The cortex estimates the state vector R.
A crucial aspect of Kalman filtering is the comparison between predictions
of X(t+1)
based on the predicted R(t+1),
versus the actual observations X(t+1).
In fact, reciprocal fibers going back from the cerebral cortex to the thalamus
are all-pervasive. New research shows that some cells in the thalamus act as
advanced predictors of other cells, and that they learn to remain good
predictors even after the dynamics of the environment are changed artificially.
(See [23] and more recent work by the same authors.)
In the ANN versions of Kalman filtering, one requires a high degree of global synchronization. There is generally a forward pass, in which the network calculates all the various estimates and predictions and intermediate results. Then there is a backwards pass, devoted to the calculations (including derivative calculations [7]) required to adapt the network. Physicists and others who attempt to model the brain using only ordinary differential equations would consider this anathema; they generally seek “asynchronous” models. Yet Llinas and others have shown that there are substantial and precise “clocks” in this system. Recent work by Barry Richmond at NIH substantiates the existence of an alternating computing cycle in the cerebral cortex strikingly consistent with what is necessary in effective ANNs.

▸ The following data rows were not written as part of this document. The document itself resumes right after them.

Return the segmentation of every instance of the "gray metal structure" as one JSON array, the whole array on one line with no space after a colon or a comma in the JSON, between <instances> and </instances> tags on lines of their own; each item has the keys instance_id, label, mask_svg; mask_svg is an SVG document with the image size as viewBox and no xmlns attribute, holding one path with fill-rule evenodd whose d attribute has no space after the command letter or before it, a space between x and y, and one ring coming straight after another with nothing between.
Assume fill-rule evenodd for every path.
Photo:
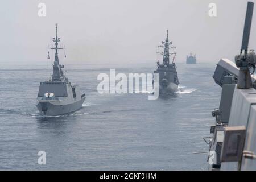
<instances>
[{"instance_id":1,"label":"gray metal structure","mask_svg":"<svg viewBox=\"0 0 256 182\"><path fill-rule=\"evenodd\" d=\"M82 107L85 94L81 94L79 86L71 84L62 70L63 65L59 62L58 47L60 39L57 37L57 24L56 24L56 37L53 38L55 50L53 73L48 81L40 82L37 104L39 112L45 115L58 115L73 112ZM48 58L49 59L48 54Z\"/></svg>"},{"instance_id":2,"label":"gray metal structure","mask_svg":"<svg viewBox=\"0 0 256 182\"><path fill-rule=\"evenodd\" d=\"M190 53L190 55L187 55L186 59L187 64L196 64L196 55L192 55L192 52Z\"/></svg>"},{"instance_id":3,"label":"gray metal structure","mask_svg":"<svg viewBox=\"0 0 256 182\"><path fill-rule=\"evenodd\" d=\"M253 6L253 2L248 2L236 65L221 59L213 75L222 89L220 107L212 112L216 123L210 131L209 169L256 169L256 85L253 75L256 56L253 51L248 51Z\"/></svg>"},{"instance_id":4,"label":"gray metal structure","mask_svg":"<svg viewBox=\"0 0 256 182\"><path fill-rule=\"evenodd\" d=\"M175 58L176 55L175 52L170 52L171 48L176 47L172 46L172 42L169 42L168 38L168 30L167 31L166 39L162 42L162 45L158 48L164 49L163 52L158 52L158 54L163 56L163 63L160 64L158 61L158 68L154 73L159 74L159 88L160 94L172 93L177 91L179 79L176 71L176 66ZM170 56L173 56L172 62L170 63ZM154 78L153 78L154 84Z\"/></svg>"}]
</instances>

Generally speaking, there are several outstanding issues here: (1) How does the brain achieve a high level of robustness over time in its system identification component? Notions of underdetermined modeling discussed by Ljung and by the later parts of chapter 10 of [4] may give us some clues, related to the biologists’ notions of “learning dynamical invariants.” ;
(2) How does the brain handle the “temporal chunking problem” -- closely related to the first question -- especially in medium time-scales, where AI approaches may be somewhat workable but neural net implementations are still called for? ; (3) How does the brain handle the interface between digital (discrete) decisions and continuous variables (including high-level variables like wealth and low-level variables like muscle force)? ; (4) When do components of R become so unchanging that they become stored in more permanent chemical form, even though they are not properly treated as parameters of a Critic or Model? The basal ganglia[30-32] clearly have something to do with these issues, but they -- like the cerebral cortex -- seem to operate at multiple levels of abstraction and multiple time-scales, all within a relatively uniform, modular and nonhierarchical structure.
In summary, new concepts from brain-like intelligent control can already explain some of the most important, fundamental aspects of intelligence in the brain, but they also point towards important new research needed to round out this explanation.